Sebuah penelitian baru-baru ini di Eropa mengungkap pola mengejutkan dalam perilaku satwa liar perkotaan: banyak spesies burung tampak lebih waspada terhadap perempuan dibandingkan laki-laki. Para peneliti mengamati bahwa burung secara konsisten membiarkan manusia mendekat lebih dekat sebelum terbang, sebuah fenomena yang tetap konsisten pada lusinan spesies berbeda.
Temuan Studi
Penelitian ini berfokus pada Tit Besar Eropa dan 36 spesies burung lainnya di lima negara Eropa. Untuk menguji reaksi burung-burung tersebut, para peneliti mendekati mereka untuk melihat seberapa jauh jarak yang mereka izinkan sebelum melarikan diri.
Hasilnya sangat mengejutkan:
– Kesenjangan Kedekatan: Rata-rata, laki-laki bisa berada sekitar satu meter lebih dekat dengan burung dibandingkan perempuan sebelum hewan tersebut terbang.
– Konsistensi: Perilaku ini tidak dipengaruhi oleh tinggi badan orang tersebut, pakaiannya, atau metode pendekatan spesifiknya.
– Penerapan Luas: Pola ini berlaku untuk berbagai jenis burung, mulai dari spesies yang sangat waspada seperti murai hingga burung yang lebih santai seperti merpati.
Mencari Penjelasan
Meskipun datanya jelas, alasan biologis di balik perbedaan ini masih menjadi misteri. Para peneliti telah mengajukan beberapa hipotesis, meski tidak ada yang terbukti:
- Sinyal Kimiawi: Burung mungkin mendeteksi isyarat kimia halus, seperti feromon, yang membedakan jenis kelamin biologis.
- Isyarat Visual: Burung mungkin mengidentifikasi jenis kelamin manusia melalui karakteristik fisik seperti bentuk tubuh atau gaya berjalan.

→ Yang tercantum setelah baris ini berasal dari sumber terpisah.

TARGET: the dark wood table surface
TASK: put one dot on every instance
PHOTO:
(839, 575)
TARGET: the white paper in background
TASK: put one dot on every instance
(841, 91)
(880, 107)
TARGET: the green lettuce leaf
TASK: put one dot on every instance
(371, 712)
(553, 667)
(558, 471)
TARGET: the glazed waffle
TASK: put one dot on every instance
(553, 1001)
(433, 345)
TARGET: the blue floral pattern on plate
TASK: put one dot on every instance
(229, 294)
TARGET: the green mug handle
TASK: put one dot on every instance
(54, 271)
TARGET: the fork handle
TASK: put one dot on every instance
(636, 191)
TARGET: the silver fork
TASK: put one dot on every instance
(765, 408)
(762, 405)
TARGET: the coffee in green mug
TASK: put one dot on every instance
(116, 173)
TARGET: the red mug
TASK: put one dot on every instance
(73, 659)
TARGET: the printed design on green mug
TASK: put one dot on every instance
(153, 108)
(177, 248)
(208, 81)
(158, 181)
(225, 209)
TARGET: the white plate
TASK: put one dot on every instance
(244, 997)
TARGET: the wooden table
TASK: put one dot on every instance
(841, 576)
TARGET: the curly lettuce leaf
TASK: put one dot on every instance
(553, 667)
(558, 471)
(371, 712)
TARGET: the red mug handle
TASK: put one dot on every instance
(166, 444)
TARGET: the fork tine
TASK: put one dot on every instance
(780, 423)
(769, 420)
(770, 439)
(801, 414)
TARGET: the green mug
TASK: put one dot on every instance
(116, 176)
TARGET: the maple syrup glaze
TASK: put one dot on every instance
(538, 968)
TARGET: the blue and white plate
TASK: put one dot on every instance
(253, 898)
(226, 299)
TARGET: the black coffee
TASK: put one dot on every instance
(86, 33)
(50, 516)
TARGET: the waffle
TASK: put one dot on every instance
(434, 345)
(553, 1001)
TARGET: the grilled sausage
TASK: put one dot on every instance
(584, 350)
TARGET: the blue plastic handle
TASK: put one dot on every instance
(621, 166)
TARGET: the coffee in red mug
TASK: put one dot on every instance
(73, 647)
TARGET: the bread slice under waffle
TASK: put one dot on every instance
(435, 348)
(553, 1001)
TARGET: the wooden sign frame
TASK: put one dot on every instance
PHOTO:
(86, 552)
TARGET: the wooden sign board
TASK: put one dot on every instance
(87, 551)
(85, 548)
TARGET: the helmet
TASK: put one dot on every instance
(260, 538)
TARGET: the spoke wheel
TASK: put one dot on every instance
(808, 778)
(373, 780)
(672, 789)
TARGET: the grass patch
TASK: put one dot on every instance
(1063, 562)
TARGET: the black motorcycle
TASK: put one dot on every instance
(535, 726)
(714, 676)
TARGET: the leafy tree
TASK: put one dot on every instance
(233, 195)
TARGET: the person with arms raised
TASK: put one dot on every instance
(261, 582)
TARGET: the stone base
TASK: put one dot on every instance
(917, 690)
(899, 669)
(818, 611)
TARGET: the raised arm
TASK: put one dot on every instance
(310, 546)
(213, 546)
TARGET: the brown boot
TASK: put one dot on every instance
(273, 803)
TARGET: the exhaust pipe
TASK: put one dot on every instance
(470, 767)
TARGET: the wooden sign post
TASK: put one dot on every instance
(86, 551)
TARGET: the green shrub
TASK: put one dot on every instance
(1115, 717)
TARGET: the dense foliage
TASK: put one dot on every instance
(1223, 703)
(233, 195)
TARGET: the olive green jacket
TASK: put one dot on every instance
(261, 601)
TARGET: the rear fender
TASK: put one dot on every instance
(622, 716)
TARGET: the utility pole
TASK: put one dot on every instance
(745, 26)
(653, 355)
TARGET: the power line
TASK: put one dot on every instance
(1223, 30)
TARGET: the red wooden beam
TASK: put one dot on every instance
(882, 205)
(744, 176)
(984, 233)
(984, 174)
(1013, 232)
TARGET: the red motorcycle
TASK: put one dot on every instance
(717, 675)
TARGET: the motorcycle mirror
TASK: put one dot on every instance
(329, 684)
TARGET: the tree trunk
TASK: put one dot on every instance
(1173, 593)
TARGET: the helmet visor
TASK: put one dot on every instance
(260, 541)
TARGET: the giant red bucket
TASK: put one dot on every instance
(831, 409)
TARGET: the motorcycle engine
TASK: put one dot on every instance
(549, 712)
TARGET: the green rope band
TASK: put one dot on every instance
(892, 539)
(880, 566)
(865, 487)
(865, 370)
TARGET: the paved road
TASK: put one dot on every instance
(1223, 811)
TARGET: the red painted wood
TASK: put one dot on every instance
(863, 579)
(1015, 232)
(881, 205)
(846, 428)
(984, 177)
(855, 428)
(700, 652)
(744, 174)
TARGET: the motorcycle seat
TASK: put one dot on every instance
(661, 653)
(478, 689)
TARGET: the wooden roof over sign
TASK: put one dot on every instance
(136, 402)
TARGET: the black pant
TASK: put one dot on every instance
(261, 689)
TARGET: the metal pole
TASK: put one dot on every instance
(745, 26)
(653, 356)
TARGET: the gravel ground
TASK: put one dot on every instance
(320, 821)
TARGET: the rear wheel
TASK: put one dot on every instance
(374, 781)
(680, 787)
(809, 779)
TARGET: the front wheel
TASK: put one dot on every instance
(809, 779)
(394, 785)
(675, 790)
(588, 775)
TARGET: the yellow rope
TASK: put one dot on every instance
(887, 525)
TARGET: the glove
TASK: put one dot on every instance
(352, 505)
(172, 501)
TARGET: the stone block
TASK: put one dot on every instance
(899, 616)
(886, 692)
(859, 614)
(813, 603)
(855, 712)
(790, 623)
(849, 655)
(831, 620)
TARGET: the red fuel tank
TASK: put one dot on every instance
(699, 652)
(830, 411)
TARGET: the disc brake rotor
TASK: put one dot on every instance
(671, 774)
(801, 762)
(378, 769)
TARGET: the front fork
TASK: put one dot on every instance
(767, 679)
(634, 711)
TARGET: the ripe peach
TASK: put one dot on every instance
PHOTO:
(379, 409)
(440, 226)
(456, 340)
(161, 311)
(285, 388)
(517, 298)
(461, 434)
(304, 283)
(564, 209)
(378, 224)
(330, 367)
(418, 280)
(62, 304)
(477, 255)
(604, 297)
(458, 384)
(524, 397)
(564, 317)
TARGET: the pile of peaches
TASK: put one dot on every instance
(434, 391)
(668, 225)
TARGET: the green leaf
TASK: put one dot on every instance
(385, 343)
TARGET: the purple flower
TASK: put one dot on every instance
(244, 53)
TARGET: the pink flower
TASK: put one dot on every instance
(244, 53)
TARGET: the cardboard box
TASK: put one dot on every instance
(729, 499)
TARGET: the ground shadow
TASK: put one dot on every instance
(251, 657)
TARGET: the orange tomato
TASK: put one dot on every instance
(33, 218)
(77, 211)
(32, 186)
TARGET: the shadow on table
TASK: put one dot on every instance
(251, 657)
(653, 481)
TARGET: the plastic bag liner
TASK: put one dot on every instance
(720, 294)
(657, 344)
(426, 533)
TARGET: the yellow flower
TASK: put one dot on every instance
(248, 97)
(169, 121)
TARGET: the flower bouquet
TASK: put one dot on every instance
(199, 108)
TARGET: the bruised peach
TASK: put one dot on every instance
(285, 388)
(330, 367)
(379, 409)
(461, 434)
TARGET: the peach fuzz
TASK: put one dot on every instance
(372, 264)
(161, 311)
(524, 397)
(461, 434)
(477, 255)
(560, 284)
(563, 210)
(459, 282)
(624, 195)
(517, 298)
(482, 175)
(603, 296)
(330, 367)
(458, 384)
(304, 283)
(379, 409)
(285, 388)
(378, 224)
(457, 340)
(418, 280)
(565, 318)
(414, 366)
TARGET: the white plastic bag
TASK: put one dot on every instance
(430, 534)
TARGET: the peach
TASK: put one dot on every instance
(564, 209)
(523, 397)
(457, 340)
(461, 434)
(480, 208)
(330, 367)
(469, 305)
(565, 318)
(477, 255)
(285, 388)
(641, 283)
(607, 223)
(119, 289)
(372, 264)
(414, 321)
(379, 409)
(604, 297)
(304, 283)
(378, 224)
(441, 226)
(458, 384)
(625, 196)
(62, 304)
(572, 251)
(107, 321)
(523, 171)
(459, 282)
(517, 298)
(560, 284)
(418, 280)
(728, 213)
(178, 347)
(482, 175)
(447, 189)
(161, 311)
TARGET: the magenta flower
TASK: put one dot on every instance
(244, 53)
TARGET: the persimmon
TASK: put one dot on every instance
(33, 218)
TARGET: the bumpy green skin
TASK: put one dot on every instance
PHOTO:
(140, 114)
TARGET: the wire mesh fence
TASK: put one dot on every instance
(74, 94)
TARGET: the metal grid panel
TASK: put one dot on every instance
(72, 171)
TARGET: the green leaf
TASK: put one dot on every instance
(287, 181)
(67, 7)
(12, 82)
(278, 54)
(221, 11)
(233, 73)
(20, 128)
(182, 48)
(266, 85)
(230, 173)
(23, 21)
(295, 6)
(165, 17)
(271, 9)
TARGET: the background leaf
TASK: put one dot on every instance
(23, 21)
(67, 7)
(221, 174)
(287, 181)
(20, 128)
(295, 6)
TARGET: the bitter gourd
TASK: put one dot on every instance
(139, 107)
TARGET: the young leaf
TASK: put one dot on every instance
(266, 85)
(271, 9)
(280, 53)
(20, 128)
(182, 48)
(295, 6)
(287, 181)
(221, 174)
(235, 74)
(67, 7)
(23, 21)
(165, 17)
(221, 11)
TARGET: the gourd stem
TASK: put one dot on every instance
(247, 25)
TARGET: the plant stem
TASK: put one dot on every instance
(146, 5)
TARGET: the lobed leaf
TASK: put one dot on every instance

- Penilaian Lingkungan yang Canggih: Kemampuan untuk membedakan berbagai jenis manusia menunjukkan bahwa burung perkotaan memiliki kemampuan yang sangat berkembang untuk mengevaluasi dan mengkategorikan lingkungan sekitar mereka untuk mengelola risiko.
“Kami telah mengidentifikasi sebuah fenomena, namun kami tidak mengetahui penyebabnya,” kata Federico Morelli, seorang profesor di Universitas Turin dan salah satu penulis studi tersebut.
Konteks: Pola di Dunia Hewan
Temuan ini belum pernah terjadi sebelumnya di dunia hewan. Pola serupa juga diamati pada mamalia; misalnya, tikus laboratorium menunjukkan tingkat stres yang lebih tinggi bila ditangani oleh peneliti laki-laki dibandingkan dengan peneliti perempuan. Hal ini menunjukkan bahwa kemampuan untuk memahami perbedaan berdasarkan jenis kelamin adalah sifat yang ditemukan di berbagai cabang dunia hewan, meskipun mekanisme spesifiknya—baik sensorik, visual, atau lainnya—memerlukan penyelidikan lebih lanjut.
Kesimpulan
Meskipun penelitian ini menegaskan bahwa burung-burung di perkotaan bereaksi berbeda terhadap pria dan wanita, penyebab utamanya masih belum diketahui. Penemuan ini menyoroti cara kompleks satwa liar beradaptasi dan merasakan kehadiran manusia di lingkungan perkotaan.